Abstract

A three-dimensional reconstruction is provided of the composition, spatial distribution, and structure of a single-aged, Middle Pennsylvanian (Moscovian) peat-forming forest of a high-ash, planar (rheotrophic) mire, buried in situ by volcanic ash and preserved in the Lower Radnice Coal of the Radnice Basin (Czech Republic). The reconstruction is based on a detailed taxonomic and taphonomic analysis of fossils in a ∼0.5-m-thick tuff bed at the base of the Whetstone Horizon excavated over an area of 93.5 m2. In all, 24 whole-plant taxa of various growth forms were identified. This assemblage represents a lepidodendrid- and Cordaites borassifolius-dominated forest, with a well-developed understory of subarborescent lycopsids, tree ferns, medullosan pteridosperms, and calamites, as well as herbaceous ground cover.
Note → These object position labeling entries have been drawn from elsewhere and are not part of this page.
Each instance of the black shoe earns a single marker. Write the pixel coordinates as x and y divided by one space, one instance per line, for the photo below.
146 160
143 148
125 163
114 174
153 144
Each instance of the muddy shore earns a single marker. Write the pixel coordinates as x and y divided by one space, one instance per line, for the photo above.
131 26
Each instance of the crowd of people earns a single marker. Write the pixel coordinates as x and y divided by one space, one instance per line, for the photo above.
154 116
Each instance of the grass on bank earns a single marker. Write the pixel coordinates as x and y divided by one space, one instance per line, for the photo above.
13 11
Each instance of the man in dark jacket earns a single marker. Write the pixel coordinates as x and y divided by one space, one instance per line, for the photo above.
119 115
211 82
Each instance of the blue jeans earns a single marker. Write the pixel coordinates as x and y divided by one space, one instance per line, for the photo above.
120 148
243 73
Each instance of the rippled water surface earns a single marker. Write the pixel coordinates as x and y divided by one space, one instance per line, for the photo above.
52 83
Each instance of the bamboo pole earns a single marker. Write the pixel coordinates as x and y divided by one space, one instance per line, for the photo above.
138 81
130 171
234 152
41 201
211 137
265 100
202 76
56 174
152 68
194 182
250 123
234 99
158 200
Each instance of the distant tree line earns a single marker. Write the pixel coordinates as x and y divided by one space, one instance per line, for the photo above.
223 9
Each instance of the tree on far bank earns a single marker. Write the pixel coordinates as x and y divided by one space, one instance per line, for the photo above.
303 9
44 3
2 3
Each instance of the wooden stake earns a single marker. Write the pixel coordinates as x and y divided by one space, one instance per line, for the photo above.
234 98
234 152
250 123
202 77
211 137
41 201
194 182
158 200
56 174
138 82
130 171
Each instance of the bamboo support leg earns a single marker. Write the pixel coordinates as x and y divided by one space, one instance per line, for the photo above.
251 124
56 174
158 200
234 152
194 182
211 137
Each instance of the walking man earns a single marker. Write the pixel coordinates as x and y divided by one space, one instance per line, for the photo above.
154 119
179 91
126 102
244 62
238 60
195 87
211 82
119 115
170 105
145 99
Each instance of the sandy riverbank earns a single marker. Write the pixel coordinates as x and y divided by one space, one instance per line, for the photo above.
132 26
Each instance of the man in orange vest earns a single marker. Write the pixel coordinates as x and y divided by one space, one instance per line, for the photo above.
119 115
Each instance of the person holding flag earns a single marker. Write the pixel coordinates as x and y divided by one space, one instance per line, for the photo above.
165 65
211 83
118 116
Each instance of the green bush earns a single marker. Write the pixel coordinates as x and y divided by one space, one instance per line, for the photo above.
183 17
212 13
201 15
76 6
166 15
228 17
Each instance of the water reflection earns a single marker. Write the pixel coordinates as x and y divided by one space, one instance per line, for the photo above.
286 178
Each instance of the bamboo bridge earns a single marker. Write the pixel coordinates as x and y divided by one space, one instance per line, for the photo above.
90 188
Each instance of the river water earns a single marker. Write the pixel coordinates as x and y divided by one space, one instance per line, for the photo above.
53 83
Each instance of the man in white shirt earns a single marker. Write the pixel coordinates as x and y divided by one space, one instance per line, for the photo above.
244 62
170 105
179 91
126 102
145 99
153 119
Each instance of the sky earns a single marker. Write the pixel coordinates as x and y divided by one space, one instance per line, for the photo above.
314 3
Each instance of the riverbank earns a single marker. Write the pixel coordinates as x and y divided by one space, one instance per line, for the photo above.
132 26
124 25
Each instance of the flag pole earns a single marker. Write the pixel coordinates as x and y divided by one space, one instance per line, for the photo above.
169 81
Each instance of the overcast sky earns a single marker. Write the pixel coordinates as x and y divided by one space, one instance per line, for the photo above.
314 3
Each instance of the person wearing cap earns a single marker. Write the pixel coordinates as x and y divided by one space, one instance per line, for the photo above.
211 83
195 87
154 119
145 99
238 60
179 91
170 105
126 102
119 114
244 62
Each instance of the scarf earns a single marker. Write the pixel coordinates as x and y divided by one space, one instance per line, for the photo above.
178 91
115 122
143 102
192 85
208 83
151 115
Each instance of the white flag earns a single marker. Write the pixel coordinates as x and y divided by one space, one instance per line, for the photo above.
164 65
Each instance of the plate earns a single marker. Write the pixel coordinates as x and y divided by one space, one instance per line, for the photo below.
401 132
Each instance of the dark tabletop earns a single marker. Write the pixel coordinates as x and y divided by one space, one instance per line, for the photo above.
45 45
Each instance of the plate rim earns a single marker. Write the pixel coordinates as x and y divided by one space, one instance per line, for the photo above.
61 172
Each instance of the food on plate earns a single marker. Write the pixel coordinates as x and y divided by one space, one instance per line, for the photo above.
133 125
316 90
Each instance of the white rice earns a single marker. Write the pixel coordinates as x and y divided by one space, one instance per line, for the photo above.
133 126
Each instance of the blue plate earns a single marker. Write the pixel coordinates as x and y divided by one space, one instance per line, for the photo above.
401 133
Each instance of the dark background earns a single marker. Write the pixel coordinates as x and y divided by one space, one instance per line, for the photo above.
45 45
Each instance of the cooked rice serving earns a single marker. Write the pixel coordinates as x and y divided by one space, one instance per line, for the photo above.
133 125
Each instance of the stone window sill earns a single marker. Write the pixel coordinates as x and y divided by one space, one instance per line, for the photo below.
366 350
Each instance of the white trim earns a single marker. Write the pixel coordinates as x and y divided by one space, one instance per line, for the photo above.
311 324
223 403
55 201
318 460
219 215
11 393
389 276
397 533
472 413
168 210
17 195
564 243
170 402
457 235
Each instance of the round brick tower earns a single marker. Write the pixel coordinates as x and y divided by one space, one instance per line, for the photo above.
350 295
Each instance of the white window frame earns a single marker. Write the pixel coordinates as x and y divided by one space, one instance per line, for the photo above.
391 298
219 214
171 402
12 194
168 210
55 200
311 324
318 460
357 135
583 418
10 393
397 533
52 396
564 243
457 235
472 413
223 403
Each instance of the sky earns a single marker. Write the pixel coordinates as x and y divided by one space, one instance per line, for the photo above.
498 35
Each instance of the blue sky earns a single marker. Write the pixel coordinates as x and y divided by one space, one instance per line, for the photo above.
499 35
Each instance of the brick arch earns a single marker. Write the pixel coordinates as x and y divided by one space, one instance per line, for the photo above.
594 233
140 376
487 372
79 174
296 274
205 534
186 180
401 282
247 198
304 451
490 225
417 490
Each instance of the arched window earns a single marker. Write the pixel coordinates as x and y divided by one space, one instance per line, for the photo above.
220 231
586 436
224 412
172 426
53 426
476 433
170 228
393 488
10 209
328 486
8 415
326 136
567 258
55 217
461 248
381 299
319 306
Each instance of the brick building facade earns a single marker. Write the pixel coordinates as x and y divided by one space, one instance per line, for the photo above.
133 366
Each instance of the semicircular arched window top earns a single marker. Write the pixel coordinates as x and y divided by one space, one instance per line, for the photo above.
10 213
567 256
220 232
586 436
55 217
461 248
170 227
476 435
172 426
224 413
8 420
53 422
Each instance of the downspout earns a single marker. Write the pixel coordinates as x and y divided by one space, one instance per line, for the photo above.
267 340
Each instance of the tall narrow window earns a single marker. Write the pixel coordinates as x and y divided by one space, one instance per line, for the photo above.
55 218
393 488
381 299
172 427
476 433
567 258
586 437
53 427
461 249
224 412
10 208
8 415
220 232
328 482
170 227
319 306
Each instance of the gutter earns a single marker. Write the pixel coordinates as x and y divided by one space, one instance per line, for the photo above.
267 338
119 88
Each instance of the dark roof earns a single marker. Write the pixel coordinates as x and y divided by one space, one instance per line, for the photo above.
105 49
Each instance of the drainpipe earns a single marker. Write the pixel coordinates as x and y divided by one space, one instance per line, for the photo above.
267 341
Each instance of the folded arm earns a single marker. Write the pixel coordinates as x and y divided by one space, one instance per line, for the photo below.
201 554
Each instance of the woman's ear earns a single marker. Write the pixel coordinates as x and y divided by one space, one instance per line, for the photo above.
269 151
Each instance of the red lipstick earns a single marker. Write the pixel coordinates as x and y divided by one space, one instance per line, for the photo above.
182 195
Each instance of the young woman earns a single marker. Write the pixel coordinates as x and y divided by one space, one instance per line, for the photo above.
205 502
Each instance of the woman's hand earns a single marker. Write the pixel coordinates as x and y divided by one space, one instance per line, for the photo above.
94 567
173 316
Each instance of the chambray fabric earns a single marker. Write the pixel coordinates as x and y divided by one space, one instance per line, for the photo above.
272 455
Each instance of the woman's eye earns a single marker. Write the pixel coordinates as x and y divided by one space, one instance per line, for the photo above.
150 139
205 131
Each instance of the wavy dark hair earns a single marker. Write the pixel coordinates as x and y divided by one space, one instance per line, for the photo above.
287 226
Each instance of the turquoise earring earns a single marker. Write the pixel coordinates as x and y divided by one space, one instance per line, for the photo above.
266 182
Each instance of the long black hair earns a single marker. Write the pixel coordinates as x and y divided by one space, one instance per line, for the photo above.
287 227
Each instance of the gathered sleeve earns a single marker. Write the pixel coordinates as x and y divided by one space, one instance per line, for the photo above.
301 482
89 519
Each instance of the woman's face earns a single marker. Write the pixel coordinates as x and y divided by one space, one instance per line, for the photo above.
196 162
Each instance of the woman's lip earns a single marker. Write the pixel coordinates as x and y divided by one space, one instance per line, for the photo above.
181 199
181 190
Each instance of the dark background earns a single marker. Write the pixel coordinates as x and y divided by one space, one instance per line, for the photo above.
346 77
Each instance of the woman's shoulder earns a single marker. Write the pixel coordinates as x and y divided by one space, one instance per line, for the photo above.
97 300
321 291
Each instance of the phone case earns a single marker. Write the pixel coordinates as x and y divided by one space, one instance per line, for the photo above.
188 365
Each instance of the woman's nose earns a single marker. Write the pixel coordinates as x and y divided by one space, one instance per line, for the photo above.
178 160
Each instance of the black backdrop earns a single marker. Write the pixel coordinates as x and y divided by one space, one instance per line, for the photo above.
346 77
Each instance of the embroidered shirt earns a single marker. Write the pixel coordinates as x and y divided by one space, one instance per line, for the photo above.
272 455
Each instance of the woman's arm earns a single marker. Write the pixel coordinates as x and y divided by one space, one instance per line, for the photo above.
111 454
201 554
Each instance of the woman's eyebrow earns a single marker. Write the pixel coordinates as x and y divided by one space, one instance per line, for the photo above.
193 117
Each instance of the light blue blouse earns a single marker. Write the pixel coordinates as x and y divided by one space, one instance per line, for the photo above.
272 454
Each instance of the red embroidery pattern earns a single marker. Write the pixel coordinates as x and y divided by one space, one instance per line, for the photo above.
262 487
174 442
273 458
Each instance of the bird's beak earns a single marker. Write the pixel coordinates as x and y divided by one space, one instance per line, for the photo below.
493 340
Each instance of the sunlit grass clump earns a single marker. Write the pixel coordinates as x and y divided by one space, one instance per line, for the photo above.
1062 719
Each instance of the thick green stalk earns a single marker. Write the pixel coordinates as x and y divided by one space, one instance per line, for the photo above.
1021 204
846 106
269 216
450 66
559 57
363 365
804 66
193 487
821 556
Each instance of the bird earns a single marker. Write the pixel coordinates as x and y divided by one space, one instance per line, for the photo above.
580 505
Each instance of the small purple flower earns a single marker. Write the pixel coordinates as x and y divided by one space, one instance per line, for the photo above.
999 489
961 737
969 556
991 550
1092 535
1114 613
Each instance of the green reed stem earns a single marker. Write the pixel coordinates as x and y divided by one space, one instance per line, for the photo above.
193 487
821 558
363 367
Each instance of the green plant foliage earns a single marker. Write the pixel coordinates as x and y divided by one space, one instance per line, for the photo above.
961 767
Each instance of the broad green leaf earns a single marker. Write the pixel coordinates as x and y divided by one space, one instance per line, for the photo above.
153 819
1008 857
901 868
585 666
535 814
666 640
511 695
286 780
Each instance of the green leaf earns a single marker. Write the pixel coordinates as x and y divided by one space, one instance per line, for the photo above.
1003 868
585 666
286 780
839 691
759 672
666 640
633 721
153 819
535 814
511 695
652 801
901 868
Lycopsids were dominated by Lepidodendron simile bearing Flemingites-type cones and L. lycopodioides; Lepidophloios cf. acerosus was subdominant. Lianas, mostly lyginopterid pteridosperms and some ferns, were usually found close to upright stems. The ground cover, mostly ferns and sphenophyllaleans, was taxonomically the most diverse stratum, although only a minor contributor to the peat. Based on samples from the coal roof, the palynological record is in agreement with the tuff bed assemblage except for the quantity of certain taxa. To reduce this bias, compression R-values were calculated from the percent cover of aerial plant parts in the excavation and in the dispersed palynoflora. These R-values suggest that in the palynological record, arborescent lycopsids and sphenophylls are greatly overrepresented, ferns and cordaites strongly underrepresented, and calamites are almost the same in both records.